Стихи придумывались часто. И он их иногда записывал.

Размышляя о себе — что так быстро умерился: о покорстве своем и постоянной тайной непокоренности — думал, что куда-то глубоко в историю, может, уходят корни такого вот характера — с затайкой, с усмиренной, что ли, широтой, которой и разгуляться-то негде, потому что для этого выпрямиться надо, расходиться до удали. Той удали, которою богаты были предки и которая смирялась ходом событий, историей, где не только разинская вольница, раскол, славные воинские походы, но и крепостное право, и отмена Юрьева дня, и опричнина, и кандалы…

А память — через времена —

С двойным концом стрела:

Как ноги помнят стремена,

Так помнит кнут спина.

Сводил неявные счеты со странным своим, затяжливым, как болото, чувством:

Как согреть тишину?

Помогите согреть тишину.

Я тону

В этой мелкой воде безысходного счастья.

Уходил от усталости, от недовольства жизнью, а жизнь давно уже шла не по той колее. Как в степь уходил, как в лес, как в радость — в эти тайные записи… Там же, рядом с тетрадкой, лежал кусок дорогой для него деревяшки — отцов идол. И он тоже как-то осенял все, что жило здесь тайно.

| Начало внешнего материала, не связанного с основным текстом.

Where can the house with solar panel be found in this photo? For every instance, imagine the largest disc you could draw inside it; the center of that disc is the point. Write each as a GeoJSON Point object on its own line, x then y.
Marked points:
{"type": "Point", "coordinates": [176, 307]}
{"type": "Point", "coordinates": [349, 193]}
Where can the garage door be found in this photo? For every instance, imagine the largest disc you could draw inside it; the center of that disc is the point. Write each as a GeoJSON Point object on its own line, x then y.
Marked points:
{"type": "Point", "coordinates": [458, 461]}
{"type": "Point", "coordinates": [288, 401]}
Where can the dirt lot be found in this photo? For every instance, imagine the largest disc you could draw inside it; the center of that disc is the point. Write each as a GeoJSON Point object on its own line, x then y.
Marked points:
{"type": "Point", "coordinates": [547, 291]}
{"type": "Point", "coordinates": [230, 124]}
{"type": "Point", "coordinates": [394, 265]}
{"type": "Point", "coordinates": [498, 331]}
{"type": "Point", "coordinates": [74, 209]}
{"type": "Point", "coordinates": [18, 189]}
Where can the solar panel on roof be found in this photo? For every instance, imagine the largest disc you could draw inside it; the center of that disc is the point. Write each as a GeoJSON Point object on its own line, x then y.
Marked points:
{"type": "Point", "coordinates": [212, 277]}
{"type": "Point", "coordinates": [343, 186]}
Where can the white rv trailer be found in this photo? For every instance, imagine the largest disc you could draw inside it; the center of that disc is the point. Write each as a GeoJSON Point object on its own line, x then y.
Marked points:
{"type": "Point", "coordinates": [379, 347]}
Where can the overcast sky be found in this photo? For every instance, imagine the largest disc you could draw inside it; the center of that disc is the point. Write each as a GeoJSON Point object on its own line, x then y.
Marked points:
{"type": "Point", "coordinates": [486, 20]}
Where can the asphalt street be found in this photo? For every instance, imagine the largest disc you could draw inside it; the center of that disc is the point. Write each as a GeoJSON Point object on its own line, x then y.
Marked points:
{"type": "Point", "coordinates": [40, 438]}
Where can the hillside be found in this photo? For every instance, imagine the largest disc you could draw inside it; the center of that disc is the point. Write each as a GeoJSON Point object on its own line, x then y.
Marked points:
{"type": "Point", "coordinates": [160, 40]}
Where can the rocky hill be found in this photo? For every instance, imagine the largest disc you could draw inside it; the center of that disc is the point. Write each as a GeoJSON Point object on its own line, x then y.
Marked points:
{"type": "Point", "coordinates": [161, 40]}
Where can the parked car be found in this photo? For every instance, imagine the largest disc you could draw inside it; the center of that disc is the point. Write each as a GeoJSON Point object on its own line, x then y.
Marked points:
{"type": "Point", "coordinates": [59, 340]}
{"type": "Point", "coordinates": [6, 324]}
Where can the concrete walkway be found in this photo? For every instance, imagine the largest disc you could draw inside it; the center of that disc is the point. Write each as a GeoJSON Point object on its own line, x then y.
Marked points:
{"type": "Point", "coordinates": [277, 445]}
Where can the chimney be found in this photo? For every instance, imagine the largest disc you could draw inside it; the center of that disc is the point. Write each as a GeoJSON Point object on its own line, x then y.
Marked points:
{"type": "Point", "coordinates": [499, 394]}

Но однажды Виталий понял: и здесь не одни. Понял по словам, чужим в Лидином лексиконе.

— Я, кажется, держу тебя в состоянии безысходного счастья, — сказала она во время одной из ссор, обиженно дёрнув головой.

— Что это за «безысходное счастье»? — насторожился Виталий.

Лида смутилась.

Ну да, так оно и есть! По лужайке, засеянной нежной травой, затопали плотно обутые ноги: вмятины, вмятины. Прогнать? Закричать? А толк какой? Уж и поляны нет, одно месиво из земли и травы.

Он промолчал. И только по боли, по этой боли в левом боку, догадался, что не вернется к своей тетради. Не станет этого просвета в его — в его же! — солнечный мир. Но и к Лиде не вернется — не найдет для нее открытости, которая хоть изредка, но осеняла их отношения.

Его молчание Лида попала по-своему: не догадался. Ей и боязно было, и хотелось прорвать эту пелену, отделявшую его от нее, хотелось крикнуть, как в детстве: «Нашла! Нашла! Не прячься! Палочка-выручалочка…» Но ведь это не в детстве, и не игра, и ставка иная… И она мучилась тяжко: как же добыть эту душу не отдающуюся? Чем взять? Знать бы, в какой части тела она помещается, так и вспорола бы это тело и вытащила живую еще, бьющуюся в руках! Вот! Моя!

— У тебя есть секреты от меня, Виталик? (Это через несколько дней.)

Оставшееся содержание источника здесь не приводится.